Steel Market Update has requested more information about the filing but to date has not received anything new. We have reached out to Wheatland’s attorney, Roger Schagrin and we reached out to trade attorney Lewis Leibowitz as we try to understand the process further. We have received a response to our inquiry from Mr. Leibowitz who told us:
I am very concerned that the structure of the ENFORCE Act will put pressure on importers to get out of the business of importing merchandise covered by AD/CVD orders. That was probably the aim of the petitioners and their counsel who lobbied for this legislation.
The structure of the legislation is the basic problem. Customs is a law enforcement agency in part–they deal with many criminal or quasi-criminal matters including fraud, misdescription of imported goods, under-valuation, misclassification, etc. Throughout history, private parties have been able to go to Customs and reveal information about misconduct. Customs accepts the information and conducts (or not) investigations.
One of the critical things about our democracy is that law enforcement has too much to do. The public regularly complains that miscreants are not prosecuted because law enforcement does not have the resources. They complain that certain kinds of Customs violations are under-enforced. The petitioners in AD/CVD cases have badgered Congress for years about this, although they can point to no evidence of misconduct going unaddressed. Customs tried to defend their record but ran into a political buzz-saw.
A private party that wants to stop imports can now present allegations to Customs of “duty evasion” and FORCE Customs to investigate it. Further, Customs must report the results of the investigation to the accusing party (e.g., Wheatland). If they decline to find “evasion” then the accusing party gets a second bite at the apple in the form of a Customs “administrative review” (not to be confused with a proceeding by the same name conducted by the Commerce Department in AD/CVD cases).
Win or lose, the accusing party can bring the accused party to its knees financially by forcing one (or maybe two) Customs investigations, which will run up legal fees in the hundreds of thousands of dollars (maybe a lot more). This kind of financial leverage should not be placed in private hands, especially the hands of competitors in the market place.
You suggested that Customs is out of its league here. I don’t think that’s a problem. Under the Tariff Act, Customs is responsible for investigating alleged fraud, gross negligence and simple negligence.
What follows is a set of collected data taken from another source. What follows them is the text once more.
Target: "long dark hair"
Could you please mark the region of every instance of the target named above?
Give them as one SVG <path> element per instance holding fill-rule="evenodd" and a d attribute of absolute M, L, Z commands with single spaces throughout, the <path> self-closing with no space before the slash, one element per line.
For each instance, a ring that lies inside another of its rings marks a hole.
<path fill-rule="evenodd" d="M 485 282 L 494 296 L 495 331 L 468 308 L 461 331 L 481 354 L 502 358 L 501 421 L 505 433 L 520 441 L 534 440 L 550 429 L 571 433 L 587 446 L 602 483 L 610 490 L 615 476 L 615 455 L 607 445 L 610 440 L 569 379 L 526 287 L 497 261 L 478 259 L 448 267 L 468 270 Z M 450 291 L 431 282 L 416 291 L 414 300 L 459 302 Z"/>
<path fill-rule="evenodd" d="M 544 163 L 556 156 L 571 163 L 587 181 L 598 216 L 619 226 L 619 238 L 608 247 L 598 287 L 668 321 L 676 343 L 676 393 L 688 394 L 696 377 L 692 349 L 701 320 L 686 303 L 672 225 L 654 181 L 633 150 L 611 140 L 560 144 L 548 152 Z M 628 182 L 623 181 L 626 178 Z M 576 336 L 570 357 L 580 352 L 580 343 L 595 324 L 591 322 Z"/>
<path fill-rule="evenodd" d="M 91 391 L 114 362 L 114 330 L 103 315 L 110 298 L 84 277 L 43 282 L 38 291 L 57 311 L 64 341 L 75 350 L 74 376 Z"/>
The extra burden on Customs is revealed by the requirement that they disclose the results of the investigation to a private party or parties making the allegation.
Thus far, Customs has decided not to share confidential information collected in the investigation with the accusing party. Lobbyists for petitioners are actively trying to change that and have an “administrative protective order” provision that would allow counsel for accusing parties to see all the confidential information. If Customs were required to do that, many accused parties would simply not play the game.
That would be a huge setback for fairness.
I hope I’ve explained my misgivings about this. I think it’s a mistake and that the problem it purports to address has not been shown to be as widespread as its proponents make out.